North America has four deserts: Great Basin, Mojave, Sonoran, and Chihuahuan.
The Chihuahuan extends deep into Mexico, and Big Bend National Park lies in its northern third. This desert is bordered on three sides by mountains that block the rains. Its other side abuts vast semiarid plains. The Chihuahuan Desert is young, perhaps not more than 8,000 years old. Green and somewhat lush, it receives most of its rainfall when most needed, in the summer.
Heat and seasonal winds contribute to the aridity. Ground temperatures may reach 180°F at mid-day in summer, or they can be freezing in winter when northern storms sweep through.
The good news: it is often a luxurious 80°F here while the Rocky Mountains are locked in deep snow.
Life here has adapted to minimize expending its energy and to maximize getting or even hoarding water—as the kangaroo rat illustrates.
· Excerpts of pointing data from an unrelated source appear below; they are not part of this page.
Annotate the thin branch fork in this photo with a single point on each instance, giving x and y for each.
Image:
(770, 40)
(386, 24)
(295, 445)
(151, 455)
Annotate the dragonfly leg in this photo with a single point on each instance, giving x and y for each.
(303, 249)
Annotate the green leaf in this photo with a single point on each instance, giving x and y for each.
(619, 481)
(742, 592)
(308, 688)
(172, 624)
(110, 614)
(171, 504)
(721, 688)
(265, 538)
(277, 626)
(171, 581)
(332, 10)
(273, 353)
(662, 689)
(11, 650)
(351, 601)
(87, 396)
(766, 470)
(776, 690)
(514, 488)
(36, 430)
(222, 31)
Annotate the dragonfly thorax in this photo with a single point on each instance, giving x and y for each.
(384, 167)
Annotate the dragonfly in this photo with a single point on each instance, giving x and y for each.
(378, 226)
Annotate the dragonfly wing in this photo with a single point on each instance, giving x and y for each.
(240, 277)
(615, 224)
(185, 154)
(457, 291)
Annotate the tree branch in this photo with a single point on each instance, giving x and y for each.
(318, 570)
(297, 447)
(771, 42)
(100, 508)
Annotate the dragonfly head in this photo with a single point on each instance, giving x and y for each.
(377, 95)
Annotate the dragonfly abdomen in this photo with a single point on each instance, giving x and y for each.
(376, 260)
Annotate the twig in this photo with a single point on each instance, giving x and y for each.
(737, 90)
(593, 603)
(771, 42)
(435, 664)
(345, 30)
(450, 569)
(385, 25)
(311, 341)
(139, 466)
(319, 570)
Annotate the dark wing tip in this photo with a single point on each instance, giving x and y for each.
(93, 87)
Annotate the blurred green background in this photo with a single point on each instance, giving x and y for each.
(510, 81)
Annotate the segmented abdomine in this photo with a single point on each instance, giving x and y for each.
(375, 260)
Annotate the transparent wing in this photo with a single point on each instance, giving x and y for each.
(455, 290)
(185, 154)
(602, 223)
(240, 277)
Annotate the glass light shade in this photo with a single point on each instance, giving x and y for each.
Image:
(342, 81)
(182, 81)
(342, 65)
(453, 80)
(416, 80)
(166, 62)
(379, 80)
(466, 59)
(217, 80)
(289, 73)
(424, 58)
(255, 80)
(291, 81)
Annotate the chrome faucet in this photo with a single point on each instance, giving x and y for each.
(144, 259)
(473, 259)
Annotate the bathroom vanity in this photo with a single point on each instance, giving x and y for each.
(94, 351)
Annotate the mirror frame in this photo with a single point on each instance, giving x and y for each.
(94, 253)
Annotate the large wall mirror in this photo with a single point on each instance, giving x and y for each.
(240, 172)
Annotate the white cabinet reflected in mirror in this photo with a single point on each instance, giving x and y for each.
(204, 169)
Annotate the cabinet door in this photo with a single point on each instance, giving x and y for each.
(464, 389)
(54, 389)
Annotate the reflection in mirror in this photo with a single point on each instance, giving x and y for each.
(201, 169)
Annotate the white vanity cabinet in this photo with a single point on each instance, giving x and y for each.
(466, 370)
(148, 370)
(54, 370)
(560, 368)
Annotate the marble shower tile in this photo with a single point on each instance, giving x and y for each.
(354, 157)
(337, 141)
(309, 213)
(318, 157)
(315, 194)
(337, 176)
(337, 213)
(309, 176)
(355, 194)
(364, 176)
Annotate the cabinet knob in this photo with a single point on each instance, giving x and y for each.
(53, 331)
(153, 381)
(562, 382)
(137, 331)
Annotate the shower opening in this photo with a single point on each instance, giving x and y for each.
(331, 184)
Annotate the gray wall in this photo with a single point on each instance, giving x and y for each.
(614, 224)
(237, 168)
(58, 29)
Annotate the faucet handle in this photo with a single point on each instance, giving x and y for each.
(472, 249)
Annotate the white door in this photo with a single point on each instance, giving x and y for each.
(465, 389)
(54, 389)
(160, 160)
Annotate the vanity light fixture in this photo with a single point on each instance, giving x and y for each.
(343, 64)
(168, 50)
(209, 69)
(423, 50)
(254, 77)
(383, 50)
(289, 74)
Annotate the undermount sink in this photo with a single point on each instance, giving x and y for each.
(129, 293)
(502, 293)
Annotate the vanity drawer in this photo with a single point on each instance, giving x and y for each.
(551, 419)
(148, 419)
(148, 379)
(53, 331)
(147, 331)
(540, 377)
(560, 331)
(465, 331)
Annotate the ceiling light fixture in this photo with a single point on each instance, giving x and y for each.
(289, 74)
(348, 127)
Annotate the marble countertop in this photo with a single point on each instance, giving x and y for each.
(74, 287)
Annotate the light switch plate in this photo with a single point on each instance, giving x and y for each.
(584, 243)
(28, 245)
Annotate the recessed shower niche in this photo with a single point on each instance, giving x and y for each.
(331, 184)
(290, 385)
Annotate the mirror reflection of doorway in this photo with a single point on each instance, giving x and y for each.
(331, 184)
We should not be amazed that Big Bend animals are so well adapted to desert life. Such adaptations are what life is all about.
There are fairy shrimp, fastgrowing toads, and those jackrabbit ears. There are more mundane adaptations too: many animals beat the heat by coming out only at night. Most snakes do this because summer daytime temperatures on the desert floor would kill them in minutes. Another way to beat this heat is to climb above it.
Many human travelers pass through the summer desert quickly, headed for the higher and cooler Chisos Mountains. Some insects use the same strategy. They merely fly straight up in the air a short distance, where it is significantly cooler. One walking beetle seems to rise up on stilts periodically, again to achieve critical distance from the desert floor’s killing heat.
Although ancient cultures made homes here at least 10,000 years ago, perhaps earlier, little evidence of human occupation appears until the Archaic or Desert Culture of 8,000 years ago. Hundreds of Chihuahuan Desert plants were useful to these people as food and medicine.
Their diet included hearts of the sotol and lechuguilla plants; fruit and blossoms of yucca; fruit and young pads of pricklypear; mesquite and acacia beans; and other native plants. They made baskets and sandals from lechuguilla fiber and yucca leaves. They hunted with the atlatl, a throwing stick that propelled stone-tipped darts to kill deer, rabbits, and other game. Like us they needed food, water, and shelter. Desert springs were valuable sources of drinking water.
Today, living sites often include the remnants of rock shelters and hearths or fire rings.
Late in the Archaic period trade between the local people and those from the south and west introduced horticultural practices, bringing cultivated corn, beans, and squash to supplement their diets. By 1200 the La Junta people, an agricultural group related to the Puebloan people of the upper Rio Grande, occupied and farmed the river floodplain in areas west of today’s national park. In the 1500s Spaniards enslaved the Indians and substantially changed their culture. Pushed south by Comanches, Apaches moved into this area in the 1700s.
Apaches were capable of resisting the Spaniards, who began to release their tenuous hold on this area in the 1700s.
In the 19th century, Anglo- American homesteaders encroaching on hunting territories forced Comanches southward.
Mexican settlers occupied the Big Bend by the early 1800s, and their isolated communities became the targets of raids by nomadic Comanche warriors.
Gold discoveries in California in the mid- 1800s and the destruction of bison herds hastened the Comanches’ decline.
Military forts were built on the route that passed through this area to California goldfields.